First, many homes in Honolulu County seem to have a very high assessed (taxed) value - regardless of what the asking price is or recent sales. Is this common or is this an inflated rate that needs to be formally argued and reduced? Do you have any experience contesting these assessed values?
I notice the opposite happens with assessor/market value in other states since the assessed is typically only a percentage of the market value - but there is not rhyme or reason with Hawaii's!
Also, the Big Island has many properties with multiple units or detached dwellings. However, the listings frequently state they are not permitted . Does this mean we will have issues with the county, assessor or bank if we decide to purchase? Or if we want rent out the attached dwelling or second house?
I appreciate any input you can offer!
Most Popular Reply
Aloha Eric.
For most areas and properties on Oahu the assessed value is below the market/appraised value. Which is good for the owner (less taxes). There are some properties (value add) and areas (West) in which the assessed value is above the market value, but this is only a small percentage of the market. In the multi-unit sphere there are even fewer properties selling below assessed value.
The C&C will reassess the values each year. The formula for doing so is definitely not perfect and often works out in favor of the home owner.
I have never contested the assessed value for our properties because in every case it would have hurt us by actually raising the assessed value/taxes. During the recent recession there would have been more reason to have the assessed value adjusted, but the result would have been minimal For example, if the assessed value was $100k over the market value, and the owner was successful in getting the tax department to close this gap, it would result in an annual savings of $350 (assuming it is owner occupied). For most people it's not worth the trouble. Also by the time the C&C got around to making the adjustment, the property values would have probably increased, closing the $100k gap, making the petition even less appealing to the owner.

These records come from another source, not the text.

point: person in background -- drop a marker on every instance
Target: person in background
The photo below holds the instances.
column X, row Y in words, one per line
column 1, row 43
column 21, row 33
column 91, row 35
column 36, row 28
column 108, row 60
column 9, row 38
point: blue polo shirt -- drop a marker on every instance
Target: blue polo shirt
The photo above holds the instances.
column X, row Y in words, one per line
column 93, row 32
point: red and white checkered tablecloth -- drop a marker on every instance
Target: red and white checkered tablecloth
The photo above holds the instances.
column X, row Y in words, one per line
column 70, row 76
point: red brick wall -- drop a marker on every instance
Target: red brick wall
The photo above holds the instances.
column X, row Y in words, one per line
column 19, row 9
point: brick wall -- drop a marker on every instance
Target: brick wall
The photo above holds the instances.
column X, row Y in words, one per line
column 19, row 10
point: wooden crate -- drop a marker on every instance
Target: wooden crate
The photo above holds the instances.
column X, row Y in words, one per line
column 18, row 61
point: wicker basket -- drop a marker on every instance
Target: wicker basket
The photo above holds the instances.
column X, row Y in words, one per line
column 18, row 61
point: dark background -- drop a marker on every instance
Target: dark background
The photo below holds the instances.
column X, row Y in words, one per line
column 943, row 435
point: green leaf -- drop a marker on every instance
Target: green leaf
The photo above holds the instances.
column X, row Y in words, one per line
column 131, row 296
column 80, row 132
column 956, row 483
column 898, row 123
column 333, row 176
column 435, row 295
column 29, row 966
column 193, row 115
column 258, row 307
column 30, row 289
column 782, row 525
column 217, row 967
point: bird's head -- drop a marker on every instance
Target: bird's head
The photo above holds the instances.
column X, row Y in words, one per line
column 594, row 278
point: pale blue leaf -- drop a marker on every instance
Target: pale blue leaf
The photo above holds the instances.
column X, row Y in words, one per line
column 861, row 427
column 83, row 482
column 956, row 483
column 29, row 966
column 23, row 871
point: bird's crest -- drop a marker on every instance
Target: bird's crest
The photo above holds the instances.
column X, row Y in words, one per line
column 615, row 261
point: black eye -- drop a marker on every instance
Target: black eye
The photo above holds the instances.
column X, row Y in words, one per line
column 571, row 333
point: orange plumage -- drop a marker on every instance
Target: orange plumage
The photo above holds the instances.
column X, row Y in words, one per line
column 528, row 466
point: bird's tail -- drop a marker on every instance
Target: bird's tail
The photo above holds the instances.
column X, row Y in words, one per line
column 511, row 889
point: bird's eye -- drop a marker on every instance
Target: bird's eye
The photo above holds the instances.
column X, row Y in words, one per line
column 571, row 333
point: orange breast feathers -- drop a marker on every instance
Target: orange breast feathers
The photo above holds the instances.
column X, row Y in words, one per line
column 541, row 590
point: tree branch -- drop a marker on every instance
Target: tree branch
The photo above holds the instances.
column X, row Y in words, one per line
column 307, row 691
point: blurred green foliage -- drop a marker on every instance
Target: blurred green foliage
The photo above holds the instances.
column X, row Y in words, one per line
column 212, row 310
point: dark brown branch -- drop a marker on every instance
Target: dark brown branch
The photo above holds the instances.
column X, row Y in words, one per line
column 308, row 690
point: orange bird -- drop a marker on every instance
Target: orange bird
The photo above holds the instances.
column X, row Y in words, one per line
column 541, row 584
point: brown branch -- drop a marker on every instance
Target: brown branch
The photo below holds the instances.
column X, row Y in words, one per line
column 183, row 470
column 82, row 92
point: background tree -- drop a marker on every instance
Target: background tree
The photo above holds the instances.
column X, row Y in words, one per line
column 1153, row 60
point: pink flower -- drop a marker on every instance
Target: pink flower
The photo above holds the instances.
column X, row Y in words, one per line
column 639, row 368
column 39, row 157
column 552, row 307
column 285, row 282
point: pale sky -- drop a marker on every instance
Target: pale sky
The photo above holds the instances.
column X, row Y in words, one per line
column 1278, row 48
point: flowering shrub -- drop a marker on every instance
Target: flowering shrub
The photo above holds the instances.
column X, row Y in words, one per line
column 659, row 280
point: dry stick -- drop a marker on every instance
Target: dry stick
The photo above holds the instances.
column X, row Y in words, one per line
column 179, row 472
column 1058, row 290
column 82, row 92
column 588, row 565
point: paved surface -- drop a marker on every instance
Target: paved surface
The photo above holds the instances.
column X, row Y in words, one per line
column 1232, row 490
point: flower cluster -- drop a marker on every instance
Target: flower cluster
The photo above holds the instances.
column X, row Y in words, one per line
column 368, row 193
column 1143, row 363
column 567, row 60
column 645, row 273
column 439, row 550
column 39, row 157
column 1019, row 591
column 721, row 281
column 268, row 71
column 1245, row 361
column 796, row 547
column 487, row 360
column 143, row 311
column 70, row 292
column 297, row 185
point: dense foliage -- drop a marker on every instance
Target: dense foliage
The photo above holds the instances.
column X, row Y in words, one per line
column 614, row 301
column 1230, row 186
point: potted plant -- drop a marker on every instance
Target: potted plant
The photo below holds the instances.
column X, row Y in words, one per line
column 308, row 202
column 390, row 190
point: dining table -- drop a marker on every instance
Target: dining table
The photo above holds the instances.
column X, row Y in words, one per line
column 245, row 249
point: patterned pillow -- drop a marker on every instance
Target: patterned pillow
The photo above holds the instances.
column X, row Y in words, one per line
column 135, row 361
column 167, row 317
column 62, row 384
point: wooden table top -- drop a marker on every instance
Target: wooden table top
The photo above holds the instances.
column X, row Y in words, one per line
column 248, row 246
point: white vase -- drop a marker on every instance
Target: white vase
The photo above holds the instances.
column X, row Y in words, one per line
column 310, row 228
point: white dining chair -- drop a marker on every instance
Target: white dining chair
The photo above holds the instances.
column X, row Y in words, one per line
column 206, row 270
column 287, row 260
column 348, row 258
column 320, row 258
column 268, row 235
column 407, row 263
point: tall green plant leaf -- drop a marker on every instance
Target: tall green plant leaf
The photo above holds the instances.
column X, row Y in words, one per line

As a side note, the county tax rates (not assessed values) were recently adjusted higher. Oahu has the highest increase and now has a two tiered system, effecting only nonowner-occupant homes.
For nonconforming properties on Oahu, the biggest issue will be financing. Banks will only appraise the home for it's legal configuration. For example if a 1200 sq ft home had an addition built on without permits, and the home is now 2500 sq ft, the bank will only look at the original 1200 sq ft and base your loan off of that value. If the zoning does not allow for multi-unit/family living and you're renting out multiple units, the county could step in, but it rarely seems to happen.